Hack 55. Test for Duplication
Before you insert multiple entries into master tables in a busy data-entry environment, you'll need a custom validation process to avoid duplicated data.
Just because a database is deployed on the server doesn't mean the entire application must be in that server copy. A common approach is to put the data in the server database and distribute the forms to the local client computers, inside another Access file. This is a typical Access version of a client/server application.
Because the client installations are Access databases, using tables in the client databases opens up possibilities. One useful technique is to have new data entries go into local tables first, and later to bulk-insert them into the master table or tables on the server.

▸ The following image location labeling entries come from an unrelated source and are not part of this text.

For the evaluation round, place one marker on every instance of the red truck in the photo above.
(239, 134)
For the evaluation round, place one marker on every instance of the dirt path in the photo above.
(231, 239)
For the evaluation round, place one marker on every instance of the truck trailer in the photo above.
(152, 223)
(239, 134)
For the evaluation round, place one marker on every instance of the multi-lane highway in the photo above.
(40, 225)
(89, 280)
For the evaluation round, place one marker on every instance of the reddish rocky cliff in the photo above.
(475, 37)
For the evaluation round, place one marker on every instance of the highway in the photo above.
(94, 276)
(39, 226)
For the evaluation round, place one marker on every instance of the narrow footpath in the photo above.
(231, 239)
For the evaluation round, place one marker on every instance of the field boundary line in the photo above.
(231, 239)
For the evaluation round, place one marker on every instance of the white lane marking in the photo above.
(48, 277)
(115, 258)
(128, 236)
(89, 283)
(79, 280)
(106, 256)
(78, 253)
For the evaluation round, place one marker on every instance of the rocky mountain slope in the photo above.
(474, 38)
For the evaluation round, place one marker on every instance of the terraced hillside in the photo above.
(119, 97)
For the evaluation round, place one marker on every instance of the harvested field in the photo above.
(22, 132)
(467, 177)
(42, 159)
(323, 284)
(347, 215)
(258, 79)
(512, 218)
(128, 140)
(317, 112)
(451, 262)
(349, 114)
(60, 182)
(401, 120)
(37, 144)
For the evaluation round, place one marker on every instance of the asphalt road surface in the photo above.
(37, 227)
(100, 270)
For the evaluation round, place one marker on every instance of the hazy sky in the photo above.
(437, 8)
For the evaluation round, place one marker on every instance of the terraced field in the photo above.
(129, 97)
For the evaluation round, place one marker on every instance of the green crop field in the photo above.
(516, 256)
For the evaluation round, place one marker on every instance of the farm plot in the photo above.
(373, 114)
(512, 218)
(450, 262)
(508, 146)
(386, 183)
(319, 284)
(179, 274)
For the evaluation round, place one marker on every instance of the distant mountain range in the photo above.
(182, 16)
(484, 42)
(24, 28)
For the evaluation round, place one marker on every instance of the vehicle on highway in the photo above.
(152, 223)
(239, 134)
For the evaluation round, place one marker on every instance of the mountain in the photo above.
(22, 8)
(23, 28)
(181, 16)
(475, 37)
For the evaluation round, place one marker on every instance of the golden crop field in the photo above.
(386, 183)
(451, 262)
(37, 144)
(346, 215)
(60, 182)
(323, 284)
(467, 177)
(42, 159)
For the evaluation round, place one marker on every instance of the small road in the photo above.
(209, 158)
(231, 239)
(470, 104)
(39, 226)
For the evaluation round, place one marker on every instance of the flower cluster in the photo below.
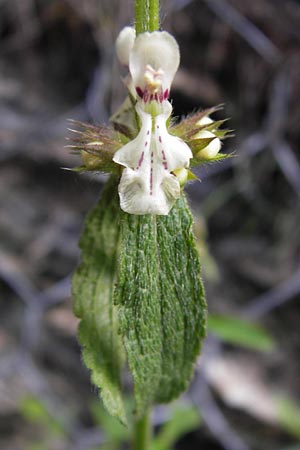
(152, 155)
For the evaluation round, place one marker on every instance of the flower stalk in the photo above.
(146, 19)
(146, 15)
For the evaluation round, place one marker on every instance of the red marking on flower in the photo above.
(140, 160)
(139, 91)
(151, 180)
(165, 163)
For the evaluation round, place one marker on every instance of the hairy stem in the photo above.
(142, 433)
(146, 15)
(146, 19)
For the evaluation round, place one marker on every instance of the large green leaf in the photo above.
(161, 303)
(92, 289)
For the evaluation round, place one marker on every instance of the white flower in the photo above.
(124, 44)
(153, 62)
(148, 185)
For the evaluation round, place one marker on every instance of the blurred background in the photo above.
(57, 62)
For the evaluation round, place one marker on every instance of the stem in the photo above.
(146, 15)
(146, 19)
(142, 433)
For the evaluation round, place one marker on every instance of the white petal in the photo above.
(175, 153)
(135, 198)
(124, 44)
(160, 51)
(204, 121)
(134, 153)
(147, 186)
(212, 149)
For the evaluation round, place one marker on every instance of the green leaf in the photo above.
(35, 411)
(240, 332)
(92, 289)
(161, 303)
(184, 419)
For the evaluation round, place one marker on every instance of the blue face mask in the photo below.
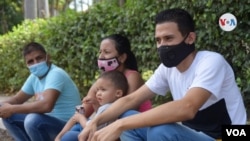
(39, 69)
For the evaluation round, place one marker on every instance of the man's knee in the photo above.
(129, 113)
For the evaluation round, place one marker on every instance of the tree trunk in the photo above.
(30, 9)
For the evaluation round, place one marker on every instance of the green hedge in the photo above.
(72, 39)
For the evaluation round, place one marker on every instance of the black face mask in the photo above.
(171, 56)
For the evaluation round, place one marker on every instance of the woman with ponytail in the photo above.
(114, 54)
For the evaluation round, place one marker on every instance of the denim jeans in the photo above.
(33, 127)
(72, 134)
(164, 132)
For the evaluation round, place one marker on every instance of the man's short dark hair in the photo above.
(181, 17)
(33, 46)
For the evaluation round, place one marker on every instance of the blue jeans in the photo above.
(165, 132)
(33, 127)
(72, 135)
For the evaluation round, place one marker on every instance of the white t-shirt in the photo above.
(210, 71)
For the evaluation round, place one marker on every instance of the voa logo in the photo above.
(236, 132)
(228, 22)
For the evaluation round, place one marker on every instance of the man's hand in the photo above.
(5, 110)
(88, 132)
(109, 133)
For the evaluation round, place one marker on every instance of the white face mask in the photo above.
(39, 69)
(108, 64)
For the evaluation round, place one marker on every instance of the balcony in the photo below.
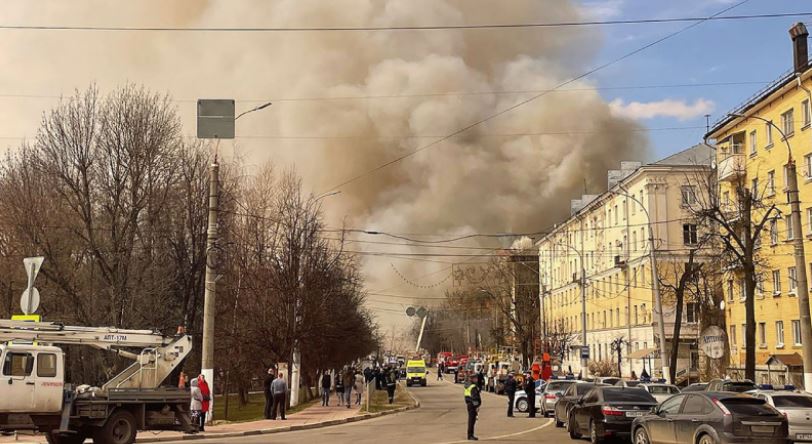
(731, 167)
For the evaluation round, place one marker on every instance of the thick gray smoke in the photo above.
(378, 95)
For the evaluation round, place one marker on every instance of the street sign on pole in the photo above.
(215, 118)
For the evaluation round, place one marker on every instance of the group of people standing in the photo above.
(346, 380)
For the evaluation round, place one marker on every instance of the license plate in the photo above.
(762, 429)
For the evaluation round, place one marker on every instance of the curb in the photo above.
(293, 428)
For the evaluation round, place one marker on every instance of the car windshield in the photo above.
(793, 401)
(627, 395)
(749, 406)
(662, 390)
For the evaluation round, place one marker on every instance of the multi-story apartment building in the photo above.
(752, 153)
(607, 236)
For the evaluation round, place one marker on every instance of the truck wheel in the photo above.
(119, 429)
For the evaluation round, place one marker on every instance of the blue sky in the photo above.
(716, 51)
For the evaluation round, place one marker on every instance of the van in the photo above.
(416, 373)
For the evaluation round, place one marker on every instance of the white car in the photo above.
(660, 392)
(796, 406)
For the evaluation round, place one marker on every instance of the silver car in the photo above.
(796, 406)
(552, 392)
(660, 392)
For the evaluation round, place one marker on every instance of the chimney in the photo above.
(799, 36)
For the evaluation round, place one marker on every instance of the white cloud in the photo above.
(601, 10)
(679, 109)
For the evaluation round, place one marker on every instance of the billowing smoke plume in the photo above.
(377, 96)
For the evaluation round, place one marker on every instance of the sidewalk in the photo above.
(309, 418)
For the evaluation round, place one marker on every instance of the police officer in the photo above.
(472, 402)
(510, 391)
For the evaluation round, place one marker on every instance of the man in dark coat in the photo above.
(530, 390)
(510, 391)
(266, 385)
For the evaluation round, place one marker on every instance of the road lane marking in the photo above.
(510, 435)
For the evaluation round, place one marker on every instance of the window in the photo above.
(688, 195)
(732, 335)
(796, 332)
(46, 365)
(779, 333)
(18, 364)
(788, 122)
(776, 282)
(793, 279)
(689, 234)
(753, 143)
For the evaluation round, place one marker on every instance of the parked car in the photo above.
(711, 418)
(660, 392)
(608, 412)
(796, 406)
(520, 400)
(696, 387)
(730, 385)
(568, 400)
(552, 391)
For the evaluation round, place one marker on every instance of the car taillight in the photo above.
(608, 410)
(721, 407)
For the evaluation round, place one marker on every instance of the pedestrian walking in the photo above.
(326, 384)
(530, 390)
(196, 405)
(279, 389)
(360, 381)
(266, 387)
(473, 401)
(204, 390)
(349, 380)
(510, 391)
(391, 383)
(340, 388)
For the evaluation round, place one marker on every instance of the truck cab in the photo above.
(32, 379)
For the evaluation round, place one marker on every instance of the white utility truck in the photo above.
(35, 396)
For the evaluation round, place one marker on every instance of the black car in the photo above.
(711, 418)
(568, 400)
(606, 412)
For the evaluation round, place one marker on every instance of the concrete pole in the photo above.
(800, 271)
(207, 361)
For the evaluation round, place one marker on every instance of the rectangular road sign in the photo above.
(215, 119)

The heart of this technique is that entry operators have local tables that mirror the server tables. Their forms are bound to the local tables and all entry is done locally. At the end of the day, or at scheduled times throughout the day, a process runs that takes the data out of the local tables and moves it to the server tables.
Here is where the advantage lies. The insert process gathers the input from all the entry operators' client tables and tests for duplication before the actual insert into the server tables. Normally, such an interim validation would be overkill because data usually is validated upon entry. However, the point here isn't really to validate data in terms of correct content, but rather, to see if duplicate records were entered during input.

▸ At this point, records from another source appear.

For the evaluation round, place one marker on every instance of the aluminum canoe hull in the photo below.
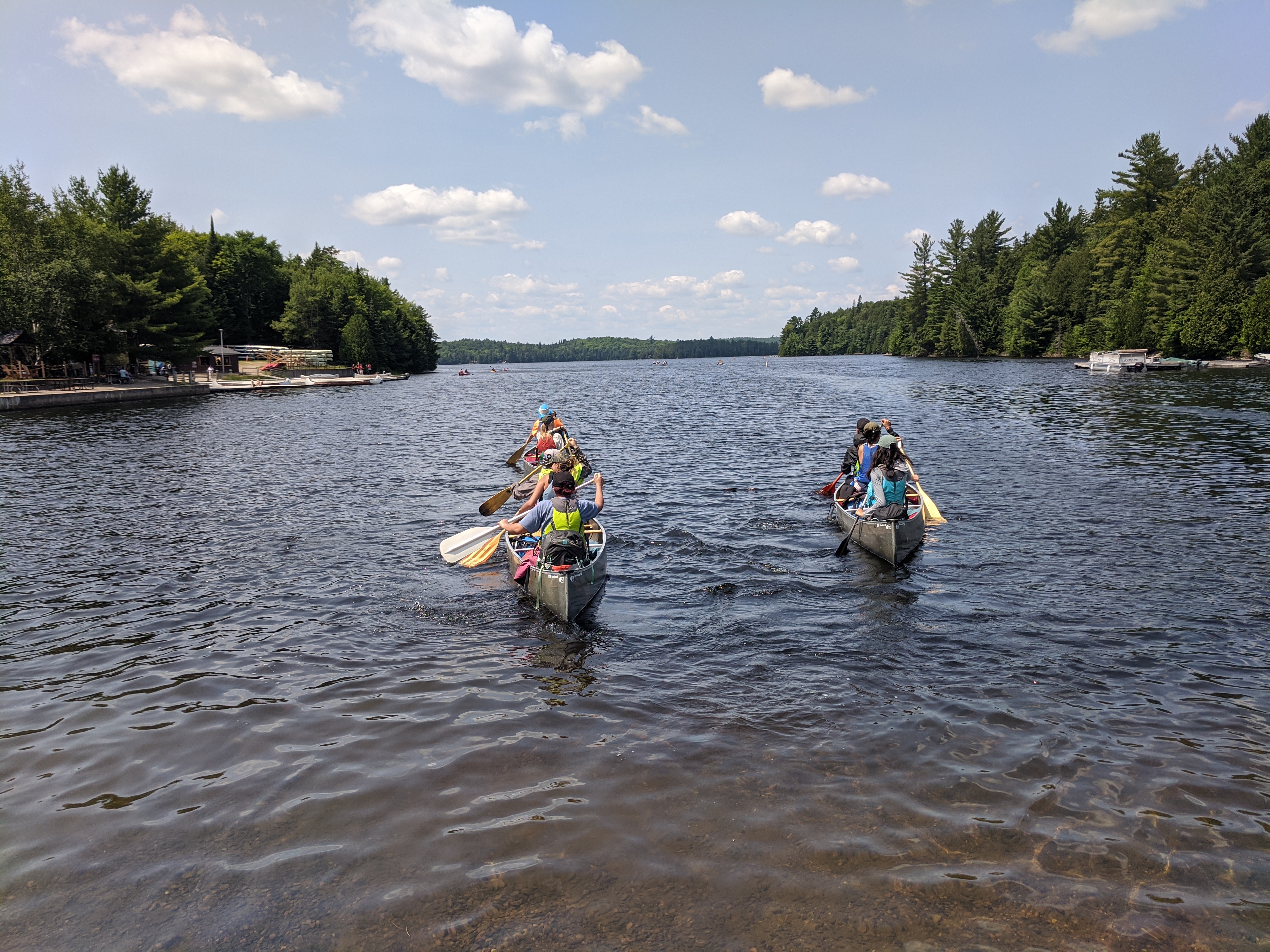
(564, 593)
(892, 541)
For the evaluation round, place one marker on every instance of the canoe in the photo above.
(254, 386)
(566, 591)
(893, 541)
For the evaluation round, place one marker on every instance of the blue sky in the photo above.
(636, 169)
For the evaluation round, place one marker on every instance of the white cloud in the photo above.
(746, 224)
(783, 88)
(790, 293)
(721, 287)
(455, 214)
(529, 285)
(652, 124)
(197, 69)
(851, 186)
(571, 126)
(1110, 19)
(813, 233)
(475, 54)
(1246, 108)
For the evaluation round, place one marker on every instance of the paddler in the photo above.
(557, 461)
(564, 512)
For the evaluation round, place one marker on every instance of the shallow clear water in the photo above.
(246, 702)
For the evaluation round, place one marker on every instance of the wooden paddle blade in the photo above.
(496, 502)
(482, 555)
(931, 512)
(462, 544)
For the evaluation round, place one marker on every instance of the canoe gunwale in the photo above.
(569, 592)
(892, 541)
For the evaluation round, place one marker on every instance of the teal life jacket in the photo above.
(893, 489)
(566, 516)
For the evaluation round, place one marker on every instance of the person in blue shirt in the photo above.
(564, 512)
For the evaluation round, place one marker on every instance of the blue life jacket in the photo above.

This is certainly a possibility in a busy customer service, sales, or telemarketing operation. For example, in an environment where phone calls come in, it is possible that Jane places an order for something and, an hour later, her husband Joe places an order for the same item. If different operators handled the husband and wife, no one would be the wiser that this is a duplicate order. Even the two created records might not be actual duplicates because the first name is different in each record. But if a custom-designed validation process is used, these two records can be flagged as duplicates because at least the address is the same in both records.
You also can test for near duplication on the server, so this begs the question: why bother with the separate table-entry approach? The answer is performance. If all entry goes straight to the server tables, and the custom duplication process runs on the larger tables, there could be some issues with speed.
Another issue to consider is how far back in time to look for duplicates. With the local approach, the test certainly is done at least at the end of the day, if not during scheduled times throughout the day, all for that day's processing. Involving older records in the server tables isn't necessary. An order placed twice in one day is probably a duplicate. An order that resembles one placed last week or last month is probably a repeat order.